Materials and Methods
We completed a retrospective review of all patients aged ≥55 years who underwent test‐phase SNM (peripheral nerve evaluation (PNE) or stage 1) for overactive bladder (OAB) between 2014 and 2021 within a large multi‐regional health system. Patient demographics, relevant comorbidities, CI diagnoses (dementia or mild CI), and SNM procedures were recorded. Logistic regression modeling was performed to evaluate the impact of CI on SNM implantation rates.
Results
Five‐hundred and ten patients underwent SNM test phase (161 PNE, 349 Stage 1) during the study period.
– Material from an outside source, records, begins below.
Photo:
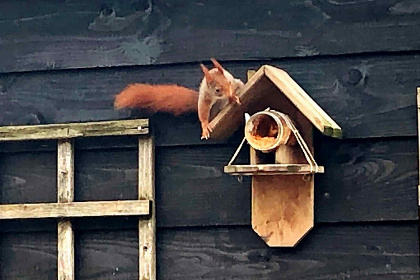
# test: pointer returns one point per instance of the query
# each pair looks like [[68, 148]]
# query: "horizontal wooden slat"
[[328, 252], [190, 181], [114, 33], [74, 209], [72, 130], [272, 169], [359, 93]]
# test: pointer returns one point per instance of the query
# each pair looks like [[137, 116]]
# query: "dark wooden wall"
[[63, 61]]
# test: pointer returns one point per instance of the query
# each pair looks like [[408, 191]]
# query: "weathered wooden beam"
[[65, 194], [147, 225], [73, 130], [75, 209], [418, 135]]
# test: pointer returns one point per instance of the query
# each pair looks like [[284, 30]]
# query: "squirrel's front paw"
[[206, 130]]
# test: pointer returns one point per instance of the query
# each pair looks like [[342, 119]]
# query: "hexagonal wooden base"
[[282, 208]]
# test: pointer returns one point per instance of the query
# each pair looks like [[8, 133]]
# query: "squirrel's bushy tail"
[[172, 99]]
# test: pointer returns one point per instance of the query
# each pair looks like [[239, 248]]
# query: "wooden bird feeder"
[[282, 165]]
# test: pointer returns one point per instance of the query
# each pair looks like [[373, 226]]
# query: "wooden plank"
[[115, 33], [73, 130], [65, 194], [359, 93], [270, 169], [418, 127], [74, 209], [304, 103], [147, 225], [190, 181], [360, 251]]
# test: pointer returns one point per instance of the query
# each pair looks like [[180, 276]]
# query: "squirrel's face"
[[219, 85]]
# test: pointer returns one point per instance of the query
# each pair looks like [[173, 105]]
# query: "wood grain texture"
[[192, 189], [373, 252], [147, 224], [75, 209], [73, 130], [65, 194], [112, 33], [271, 169], [368, 96]]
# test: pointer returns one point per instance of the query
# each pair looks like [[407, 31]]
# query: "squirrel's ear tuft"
[[206, 73], [217, 65]]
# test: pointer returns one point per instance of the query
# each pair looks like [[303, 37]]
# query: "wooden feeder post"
[[282, 165]]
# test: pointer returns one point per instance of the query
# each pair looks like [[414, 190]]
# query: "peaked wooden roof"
[[259, 93]]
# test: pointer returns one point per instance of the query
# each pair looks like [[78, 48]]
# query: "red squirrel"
[[217, 87]]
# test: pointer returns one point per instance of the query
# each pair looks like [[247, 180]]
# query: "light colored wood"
[[253, 158], [303, 101], [75, 209], [147, 225], [231, 116], [258, 94], [282, 208], [250, 73], [418, 135], [65, 171], [65, 248], [270, 169], [73, 130], [65, 194]]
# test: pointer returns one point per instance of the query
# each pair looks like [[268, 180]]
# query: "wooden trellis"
[[66, 208]]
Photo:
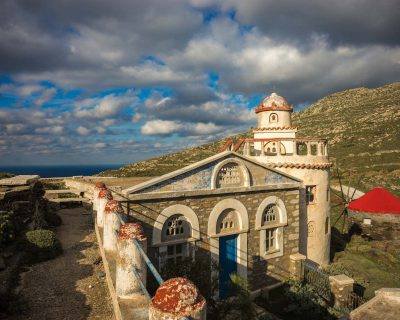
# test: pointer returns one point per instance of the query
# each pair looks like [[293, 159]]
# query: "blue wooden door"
[[227, 263]]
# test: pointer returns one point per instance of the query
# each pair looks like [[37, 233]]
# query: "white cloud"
[[160, 127], [51, 130], [82, 131], [14, 128], [106, 107]]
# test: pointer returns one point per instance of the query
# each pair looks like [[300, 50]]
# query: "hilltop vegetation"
[[362, 126]]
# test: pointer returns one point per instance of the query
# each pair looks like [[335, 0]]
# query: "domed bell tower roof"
[[274, 102]]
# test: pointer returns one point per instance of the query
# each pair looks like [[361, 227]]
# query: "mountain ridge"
[[362, 126]]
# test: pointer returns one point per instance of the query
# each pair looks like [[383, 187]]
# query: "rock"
[[2, 263]]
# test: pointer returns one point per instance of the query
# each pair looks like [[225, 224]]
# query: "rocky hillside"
[[362, 125]]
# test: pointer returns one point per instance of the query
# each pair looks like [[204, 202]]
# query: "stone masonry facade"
[[260, 272]]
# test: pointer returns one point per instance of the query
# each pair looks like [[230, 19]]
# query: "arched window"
[[270, 213], [271, 148], [230, 175], [273, 118], [227, 221], [271, 219], [176, 227], [174, 230]]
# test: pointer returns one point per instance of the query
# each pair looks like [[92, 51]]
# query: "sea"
[[59, 170]]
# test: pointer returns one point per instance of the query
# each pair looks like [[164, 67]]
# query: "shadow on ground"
[[72, 286]]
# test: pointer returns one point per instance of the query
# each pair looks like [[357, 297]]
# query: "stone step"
[[60, 200], [60, 191]]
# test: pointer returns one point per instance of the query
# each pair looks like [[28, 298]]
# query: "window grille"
[[270, 214], [228, 221], [311, 194], [271, 244]]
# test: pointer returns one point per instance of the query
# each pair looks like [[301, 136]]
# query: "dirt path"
[[71, 286]]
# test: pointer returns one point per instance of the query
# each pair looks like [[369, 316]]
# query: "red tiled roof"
[[378, 200]]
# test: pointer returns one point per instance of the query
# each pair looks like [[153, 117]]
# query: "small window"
[[270, 214], [174, 253], [230, 175], [271, 243], [228, 221], [273, 118], [176, 227], [311, 194], [301, 149], [311, 228], [367, 221], [327, 225], [314, 149]]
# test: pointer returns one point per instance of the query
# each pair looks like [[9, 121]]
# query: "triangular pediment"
[[206, 175]]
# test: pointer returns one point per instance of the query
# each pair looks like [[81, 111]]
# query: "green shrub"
[[52, 218], [7, 229], [42, 245]]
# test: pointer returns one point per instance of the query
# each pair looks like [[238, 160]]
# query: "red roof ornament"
[[178, 296], [105, 193], [100, 185], [132, 230], [113, 206], [378, 200]]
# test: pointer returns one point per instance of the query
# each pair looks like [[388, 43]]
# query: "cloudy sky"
[[96, 82]]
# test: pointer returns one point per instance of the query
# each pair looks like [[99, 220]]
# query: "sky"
[[110, 82]]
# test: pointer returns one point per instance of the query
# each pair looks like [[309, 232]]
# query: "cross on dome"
[[274, 102]]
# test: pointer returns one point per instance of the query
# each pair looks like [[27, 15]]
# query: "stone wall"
[[260, 273], [382, 227]]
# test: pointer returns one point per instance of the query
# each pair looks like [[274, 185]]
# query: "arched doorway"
[[227, 228]]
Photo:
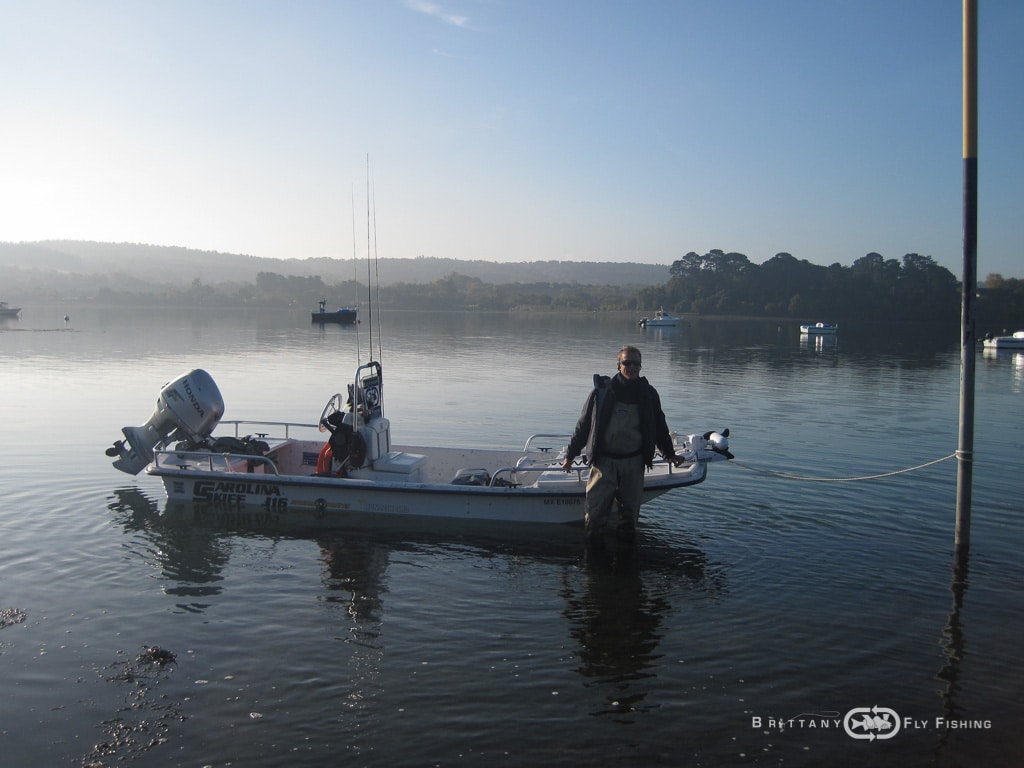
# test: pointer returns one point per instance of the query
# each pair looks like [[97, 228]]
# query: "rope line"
[[786, 476]]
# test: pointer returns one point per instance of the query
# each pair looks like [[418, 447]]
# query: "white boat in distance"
[[819, 329], [354, 470], [660, 320], [1005, 342]]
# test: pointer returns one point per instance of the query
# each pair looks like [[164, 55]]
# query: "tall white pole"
[[965, 451]]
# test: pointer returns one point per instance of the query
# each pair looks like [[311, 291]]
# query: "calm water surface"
[[759, 612]]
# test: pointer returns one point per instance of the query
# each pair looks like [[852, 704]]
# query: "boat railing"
[[288, 426]]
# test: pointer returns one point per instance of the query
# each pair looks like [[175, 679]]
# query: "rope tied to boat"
[[806, 478]]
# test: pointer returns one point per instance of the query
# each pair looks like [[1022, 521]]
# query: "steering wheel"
[[334, 406]]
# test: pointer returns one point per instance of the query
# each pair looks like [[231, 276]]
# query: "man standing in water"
[[621, 425]]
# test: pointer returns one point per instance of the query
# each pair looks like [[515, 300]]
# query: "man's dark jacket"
[[597, 411]]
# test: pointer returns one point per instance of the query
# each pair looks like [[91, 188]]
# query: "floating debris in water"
[[155, 654], [145, 721]]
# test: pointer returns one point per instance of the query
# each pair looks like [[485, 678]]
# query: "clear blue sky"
[[511, 130]]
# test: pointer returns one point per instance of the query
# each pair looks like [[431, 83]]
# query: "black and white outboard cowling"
[[187, 409]]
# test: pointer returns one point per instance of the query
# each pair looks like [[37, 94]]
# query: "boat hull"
[[1005, 342], [552, 496]]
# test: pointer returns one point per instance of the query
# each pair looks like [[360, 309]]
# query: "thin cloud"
[[432, 9]]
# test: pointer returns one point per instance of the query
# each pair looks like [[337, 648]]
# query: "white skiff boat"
[[819, 329], [346, 465]]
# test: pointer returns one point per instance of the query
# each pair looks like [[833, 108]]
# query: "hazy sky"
[[512, 130]]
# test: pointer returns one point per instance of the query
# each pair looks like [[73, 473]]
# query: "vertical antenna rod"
[[965, 450]]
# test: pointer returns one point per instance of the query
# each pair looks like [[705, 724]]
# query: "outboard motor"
[[188, 408]]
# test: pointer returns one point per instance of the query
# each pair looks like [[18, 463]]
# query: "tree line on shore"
[[914, 289]]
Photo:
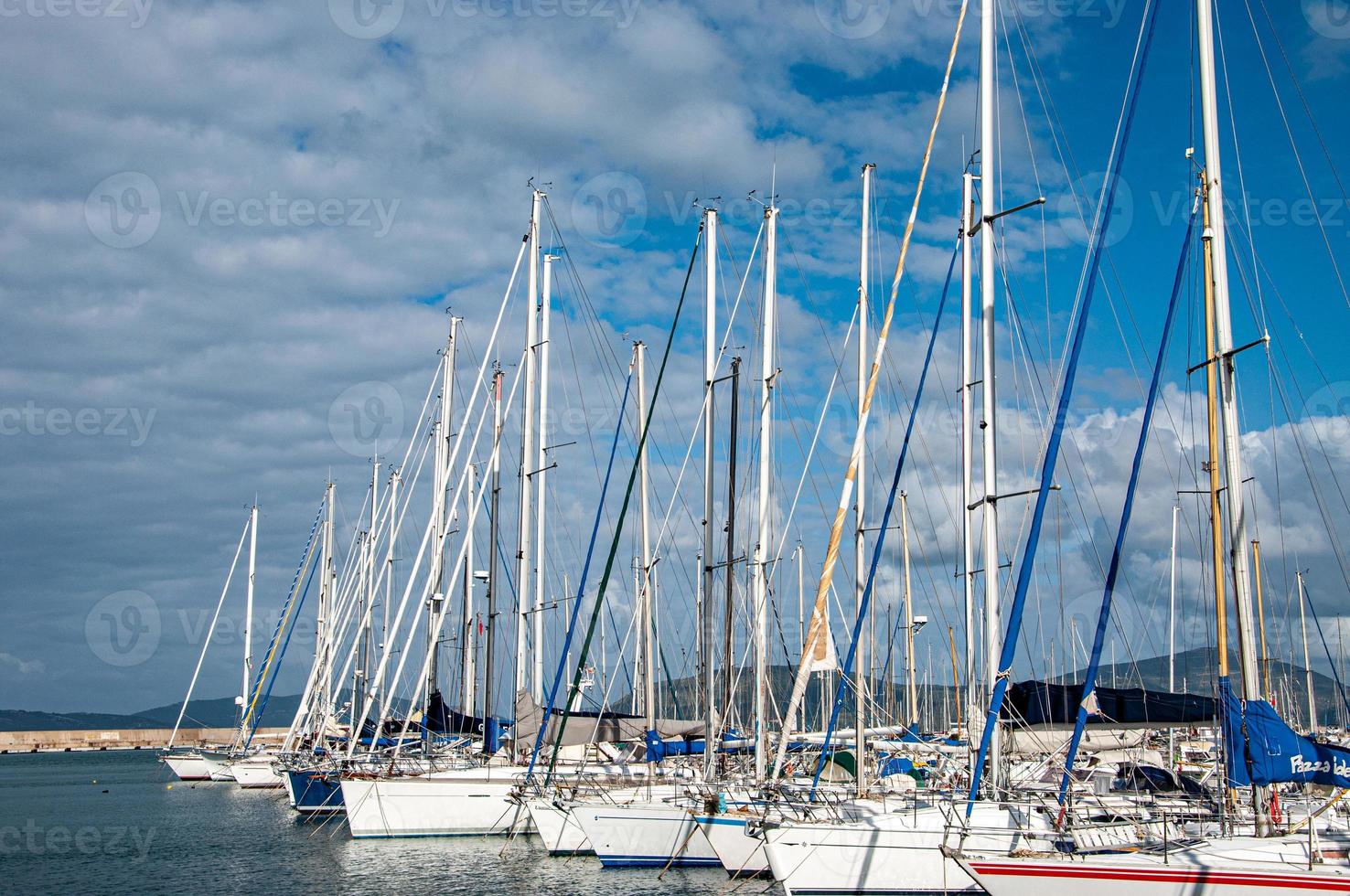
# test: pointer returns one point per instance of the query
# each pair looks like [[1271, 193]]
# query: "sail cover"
[[595, 728], [1048, 706], [1265, 751]]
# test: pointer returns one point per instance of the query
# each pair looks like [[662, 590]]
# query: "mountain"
[[26, 720], [223, 713], [220, 713], [1195, 674]]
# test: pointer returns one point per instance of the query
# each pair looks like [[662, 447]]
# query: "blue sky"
[[326, 177]]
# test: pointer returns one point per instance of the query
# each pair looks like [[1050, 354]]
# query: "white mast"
[[1172, 632], [711, 720], [541, 473], [467, 621], [323, 633], [766, 459], [389, 553], [1216, 235], [647, 667], [967, 434], [252, 563], [524, 552], [1307, 660], [989, 295], [912, 667], [860, 672], [360, 677]]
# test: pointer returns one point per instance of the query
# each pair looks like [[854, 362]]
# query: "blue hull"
[[314, 791]]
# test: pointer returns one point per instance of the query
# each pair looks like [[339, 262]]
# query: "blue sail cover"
[[1265, 751]]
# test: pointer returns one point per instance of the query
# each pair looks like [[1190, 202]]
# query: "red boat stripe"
[[1172, 876]]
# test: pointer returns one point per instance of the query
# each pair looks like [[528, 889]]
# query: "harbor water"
[[118, 822]]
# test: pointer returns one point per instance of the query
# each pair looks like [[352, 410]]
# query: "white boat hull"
[[894, 853], [644, 836], [433, 807], [257, 773], [1061, 878], [558, 828], [188, 767], [740, 854]]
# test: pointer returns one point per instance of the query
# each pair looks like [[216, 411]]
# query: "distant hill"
[[26, 720], [220, 713], [1195, 672]]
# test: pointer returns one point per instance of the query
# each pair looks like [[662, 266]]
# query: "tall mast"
[[709, 421], [763, 544], [1307, 661], [1222, 357], [366, 610], [541, 474], [252, 561], [1265, 661], [860, 502], [912, 667], [440, 517], [494, 502], [1218, 241], [524, 550], [647, 633], [1172, 632], [323, 628], [967, 433], [389, 553], [466, 624], [728, 617], [989, 294]]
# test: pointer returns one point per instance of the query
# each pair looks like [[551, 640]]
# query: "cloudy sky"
[[229, 226]]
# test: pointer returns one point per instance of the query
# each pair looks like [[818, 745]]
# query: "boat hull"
[[312, 791], [1055, 878], [431, 807], [646, 836], [188, 767]]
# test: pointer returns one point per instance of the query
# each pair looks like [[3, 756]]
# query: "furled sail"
[[1044, 705], [1265, 751]]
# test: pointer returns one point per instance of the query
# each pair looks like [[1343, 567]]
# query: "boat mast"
[[728, 604], [989, 294], [252, 563], [389, 553], [1307, 660], [323, 633], [1216, 238], [1265, 661], [494, 501], [647, 666], [967, 437], [467, 618], [860, 685], [366, 607], [440, 521], [709, 405], [1172, 633], [524, 549], [541, 473], [768, 374], [912, 668]]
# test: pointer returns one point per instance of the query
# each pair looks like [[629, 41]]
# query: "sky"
[[229, 227]]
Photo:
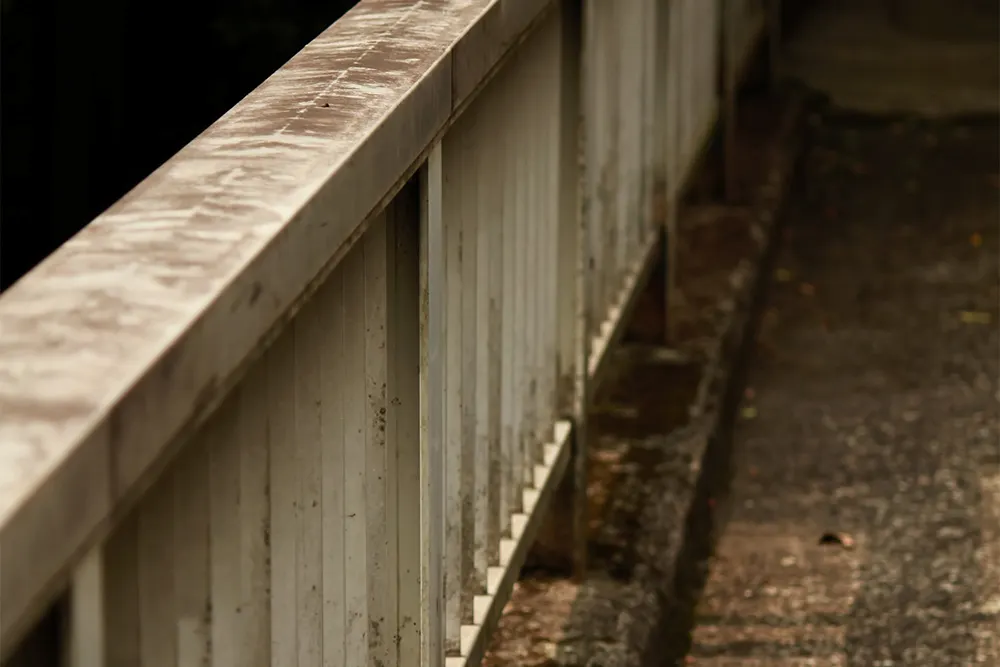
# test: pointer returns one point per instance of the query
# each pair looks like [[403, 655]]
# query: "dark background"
[[96, 95]]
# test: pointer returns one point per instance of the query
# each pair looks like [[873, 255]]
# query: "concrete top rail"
[[124, 339]]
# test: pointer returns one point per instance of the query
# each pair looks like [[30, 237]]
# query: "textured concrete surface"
[[852, 51], [871, 410]]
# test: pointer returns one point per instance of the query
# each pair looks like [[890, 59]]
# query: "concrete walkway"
[[871, 412]]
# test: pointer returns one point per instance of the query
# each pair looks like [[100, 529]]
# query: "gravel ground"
[[872, 411]]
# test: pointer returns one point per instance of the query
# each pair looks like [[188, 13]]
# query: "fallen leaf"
[[974, 317], [843, 539]]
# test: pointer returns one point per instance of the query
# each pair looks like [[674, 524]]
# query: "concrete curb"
[[641, 622]]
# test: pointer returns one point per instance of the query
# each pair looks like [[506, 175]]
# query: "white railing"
[[303, 396]]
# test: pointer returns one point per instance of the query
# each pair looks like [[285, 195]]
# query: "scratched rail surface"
[[302, 396]]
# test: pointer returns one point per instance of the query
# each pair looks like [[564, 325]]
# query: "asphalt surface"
[[871, 411]]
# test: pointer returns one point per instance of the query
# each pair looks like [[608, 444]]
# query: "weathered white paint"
[[432, 426], [394, 361], [132, 331], [86, 631]]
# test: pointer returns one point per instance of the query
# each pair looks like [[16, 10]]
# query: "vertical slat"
[[431, 416], [333, 363], [593, 164], [225, 547], [453, 181], [533, 172], [568, 214], [653, 74], [484, 501], [239, 516], [492, 217], [403, 347], [253, 520], [389, 632], [359, 564], [86, 631], [618, 191], [121, 581], [519, 115], [467, 228], [309, 445], [380, 469], [577, 77], [511, 498], [549, 262], [731, 46], [192, 577], [284, 487], [156, 574]]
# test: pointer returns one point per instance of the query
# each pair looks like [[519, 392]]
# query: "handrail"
[[125, 338]]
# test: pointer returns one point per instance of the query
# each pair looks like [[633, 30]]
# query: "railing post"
[[86, 619], [730, 64], [575, 269], [432, 479], [773, 10]]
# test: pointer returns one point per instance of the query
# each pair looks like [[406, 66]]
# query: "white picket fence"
[[303, 396]]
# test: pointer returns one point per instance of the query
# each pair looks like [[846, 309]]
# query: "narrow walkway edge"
[[632, 623]]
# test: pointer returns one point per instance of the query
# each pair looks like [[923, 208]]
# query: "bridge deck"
[[872, 410]]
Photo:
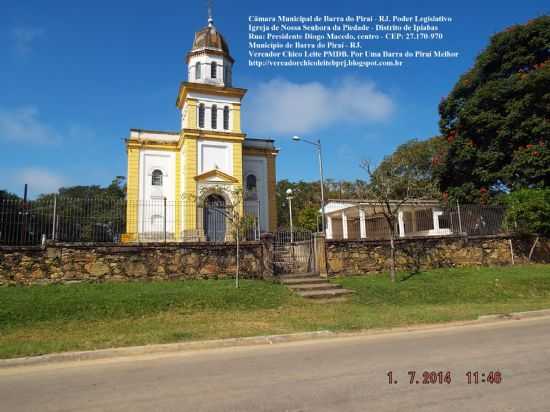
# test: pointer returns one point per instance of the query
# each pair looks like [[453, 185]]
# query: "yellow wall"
[[190, 185], [236, 111], [271, 194], [177, 195], [238, 169], [191, 114], [132, 193]]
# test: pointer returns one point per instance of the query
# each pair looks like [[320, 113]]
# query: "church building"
[[173, 176]]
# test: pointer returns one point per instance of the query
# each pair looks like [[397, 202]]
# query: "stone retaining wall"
[[64, 263], [59, 263], [360, 257]]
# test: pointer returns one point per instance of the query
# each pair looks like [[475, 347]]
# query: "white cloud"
[[22, 125], [24, 38], [283, 107], [40, 180]]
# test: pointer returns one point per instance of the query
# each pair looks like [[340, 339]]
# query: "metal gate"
[[215, 215], [293, 252]]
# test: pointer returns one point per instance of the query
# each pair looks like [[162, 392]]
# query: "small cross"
[[210, 19]]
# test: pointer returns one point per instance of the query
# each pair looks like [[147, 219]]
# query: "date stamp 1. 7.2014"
[[445, 378]]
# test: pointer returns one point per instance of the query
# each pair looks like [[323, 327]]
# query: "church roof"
[[210, 38]]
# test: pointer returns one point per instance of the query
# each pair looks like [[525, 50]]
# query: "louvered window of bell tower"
[[198, 71], [226, 118], [214, 70], [214, 117], [201, 115]]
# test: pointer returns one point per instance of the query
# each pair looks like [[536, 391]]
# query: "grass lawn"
[[42, 319]]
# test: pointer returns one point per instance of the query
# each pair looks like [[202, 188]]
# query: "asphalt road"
[[343, 374]]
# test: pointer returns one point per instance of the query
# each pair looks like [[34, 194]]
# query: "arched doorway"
[[214, 218]]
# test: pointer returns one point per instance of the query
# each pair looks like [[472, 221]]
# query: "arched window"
[[213, 70], [226, 118], [156, 178], [198, 70], [201, 115], [251, 183], [214, 117]]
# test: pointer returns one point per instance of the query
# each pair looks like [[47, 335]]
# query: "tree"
[[5, 195], [418, 158], [495, 119], [394, 183], [528, 211], [306, 200]]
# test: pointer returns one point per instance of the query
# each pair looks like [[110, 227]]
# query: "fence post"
[[54, 216], [164, 220], [258, 222], [459, 217]]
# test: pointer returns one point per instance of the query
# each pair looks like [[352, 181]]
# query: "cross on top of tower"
[[210, 19]]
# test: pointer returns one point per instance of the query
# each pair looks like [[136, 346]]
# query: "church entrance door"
[[215, 214]]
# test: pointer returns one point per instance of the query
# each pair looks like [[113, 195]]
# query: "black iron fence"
[[117, 220], [366, 220]]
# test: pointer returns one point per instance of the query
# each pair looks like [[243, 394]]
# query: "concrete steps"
[[312, 286]]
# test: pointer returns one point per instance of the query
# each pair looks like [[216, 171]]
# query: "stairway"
[[312, 286]]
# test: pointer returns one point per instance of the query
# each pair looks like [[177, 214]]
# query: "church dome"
[[210, 38]]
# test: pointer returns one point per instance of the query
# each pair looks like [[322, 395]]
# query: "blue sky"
[[76, 76]]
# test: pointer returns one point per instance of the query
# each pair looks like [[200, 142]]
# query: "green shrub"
[[528, 211]]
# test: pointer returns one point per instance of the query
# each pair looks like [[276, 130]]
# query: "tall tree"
[[496, 119], [417, 159], [396, 181]]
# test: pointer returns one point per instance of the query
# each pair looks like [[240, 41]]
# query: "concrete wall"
[[96, 263], [361, 257]]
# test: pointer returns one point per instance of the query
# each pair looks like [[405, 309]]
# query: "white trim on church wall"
[[212, 153], [258, 166], [208, 102], [151, 210]]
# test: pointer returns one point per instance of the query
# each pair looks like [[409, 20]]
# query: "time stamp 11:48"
[[446, 377]]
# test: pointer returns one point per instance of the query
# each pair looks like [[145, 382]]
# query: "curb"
[[169, 348], [160, 349]]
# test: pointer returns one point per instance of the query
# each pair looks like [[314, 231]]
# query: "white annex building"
[[173, 177]]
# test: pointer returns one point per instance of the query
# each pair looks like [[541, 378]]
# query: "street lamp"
[[289, 198], [317, 144]]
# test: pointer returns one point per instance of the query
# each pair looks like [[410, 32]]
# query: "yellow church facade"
[[173, 177]]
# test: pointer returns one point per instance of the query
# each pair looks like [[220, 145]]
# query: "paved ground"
[[344, 374]]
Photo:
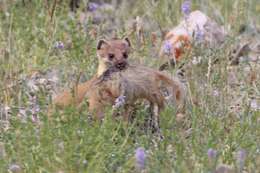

The mean age was 71.0(8.5) years, and most (80.6%) were female. Overall, 52(10.1%) patients had a CI diagnosis at the time of SNM, and 30 (5.8%) were diagnosed at a median of 18.5 [9.25, 39.5] months after SNM. Patients with CI diagnoses were older, with more comorbidities, and were more likely to undergo PNE. Univariable comparison found no difference in implantation rate based on pre‐SNM CI (85.4% vs. 76.9%, p = 0.16). Multivariable analysis identified PNE (OR 0.43, 95% CI 0.26–0.71), age (OR 0.96, 95%CI 0.93‐0.98), and prior beta‐3 agonist use (OR 0.60, 95% CI 0.37‐0.99) but not CI or dementia as independent negative predictors of implantation. Implanted patients had a median follow‐up of 25 [12.0, 55.0] months. Explant and revision rates did not differ according to CI.
Conclusion
Patients with OAB and CI diagnoses proceed to SNM implant at rates similar to patients without CI diagnoses. A diagnosis of CI should not necessarily exclude patients from SNM therapy for refractory OAB.